Figure 5a. Noninvasive ankle distraction system allowing improved access in ankle arthroscopy
Figure 5b. Ankle arthroscopy using noninvasive ankle distractor
Figure 5c. Ankle arthroscopy demonstrating talar osteochondral defect
Ankle arthroscopy demonstrating osteochondral loose body
Dr. Treuting is a member of Ochsner's Department of Orthopedic Surgery
Other Small Joints
The wrist is another joint that relies on distraction techniques for optimal arthroscopic evaluation, and wrist arthroscopy is felt to be the gold standard for diagnosis of intra-articular wrist pathology (15). Indications for therapeutic wrist arthroscopy include triangular fibrocartilage complex tears, adjuncts to reduction and fixation of intrarticular fractures and ligament disruptions, loose body removal, debridement of chondral defects, synovectomy, degenerative arthritis, and septic arthritis.
The elbow is surrounded by multiple nerves and vascular structures. The arthroscopic understanding of anatomy and the establishment of safe entry portals along with development of smaller instruments have allowed elbow arthroscopy to become an alternative to open procedures for the evaluation and treatment of certain disorders.
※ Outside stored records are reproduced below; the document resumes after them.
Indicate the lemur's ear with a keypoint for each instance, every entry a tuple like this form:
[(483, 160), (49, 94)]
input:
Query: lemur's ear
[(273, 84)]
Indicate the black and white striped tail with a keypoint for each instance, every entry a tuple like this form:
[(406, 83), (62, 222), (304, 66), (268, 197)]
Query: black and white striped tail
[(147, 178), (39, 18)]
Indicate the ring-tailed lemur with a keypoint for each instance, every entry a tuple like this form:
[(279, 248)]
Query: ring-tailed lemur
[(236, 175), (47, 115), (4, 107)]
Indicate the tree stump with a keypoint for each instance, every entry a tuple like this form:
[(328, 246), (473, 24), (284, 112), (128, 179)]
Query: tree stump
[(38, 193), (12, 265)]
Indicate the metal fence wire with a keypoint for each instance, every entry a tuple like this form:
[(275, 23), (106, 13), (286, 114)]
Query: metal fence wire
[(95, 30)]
Therapeutic indications include removal of osteochondral loose bodies, synovectomy, temporizing arthritis debridement, radial head excision for radial head fractures, and septic arthritis. As with the other joints, elbow arthroscopy is an excellent diagnostic tool, providing a magnified view of the joint that cannot be achieved by standard open exposures.
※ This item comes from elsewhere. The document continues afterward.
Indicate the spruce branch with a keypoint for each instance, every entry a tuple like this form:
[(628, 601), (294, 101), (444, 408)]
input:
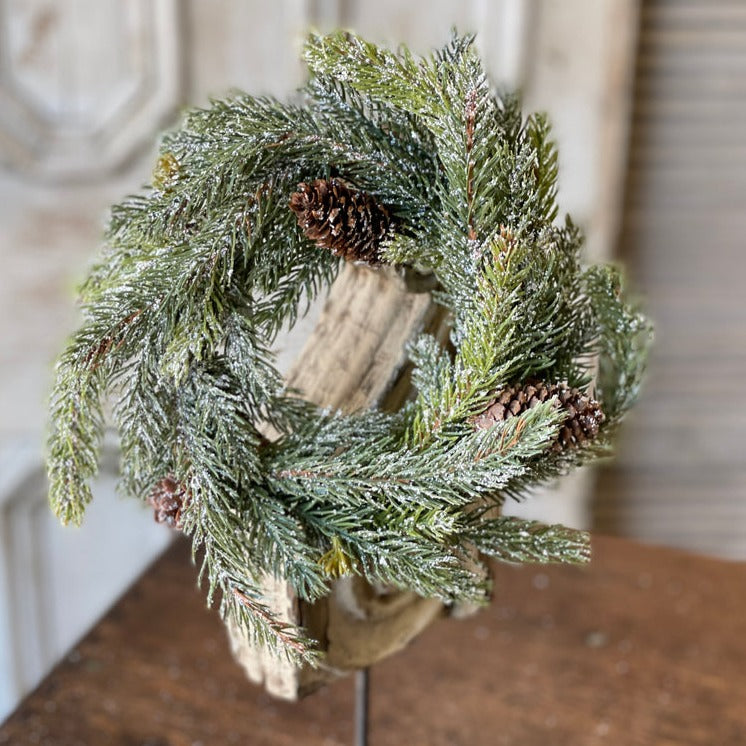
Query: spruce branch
[(203, 269), (510, 539)]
Endoscopic techniques have also been developed and used for other orthopedic-related disorders such as carpal tunnel syndrome and plantar fasciitis. Although most of these techniques have not shown a clear therapeutic advantage over open techniques, they do offer further options for the treatment of these disorders.
Arthroscopy at Ochsner
Two hundred eleven (211) arthroscopic procedures were performed at Ochsner in 1999 (Table 1). The knee was the most common joint treated and meniscal tears and degenerative joint disease were the most common diagnoses addressed by arthroscopy. The majority of arthroscopies were performed by joint reconstruction specialists who treat a relatively older population of patients with arthritis problems. In the summer of 2000, the addition of an orthopedic sports medicine specialist to the Ochsner orthopedic staff is expected to bring an increase in the number of arthroscopic procedures for more activity-related injuries.
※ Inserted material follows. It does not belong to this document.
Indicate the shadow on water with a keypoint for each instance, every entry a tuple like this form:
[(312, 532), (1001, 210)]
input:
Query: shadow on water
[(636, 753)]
Arthroscopic procedures performed at Ochsner Clinic in 1999
Conclusion
Arthroscopy, one of the greatest advances in orthopedic surgery in the 20th century, offers a minimally invasive alternative to standard open surgical techniques, which often require extended incisions for adequate joint exposure. Decreased comorbidity, shorter rehabilitation, and the resulting socio-economic benefits are proven advantages. Arthroscopic surgery has improved the understanding of joint pathology and expanded therapeutic options for previously unknown or less understood joint disorders and continues to develop into a tool vital to future advances in orthopedic surgery.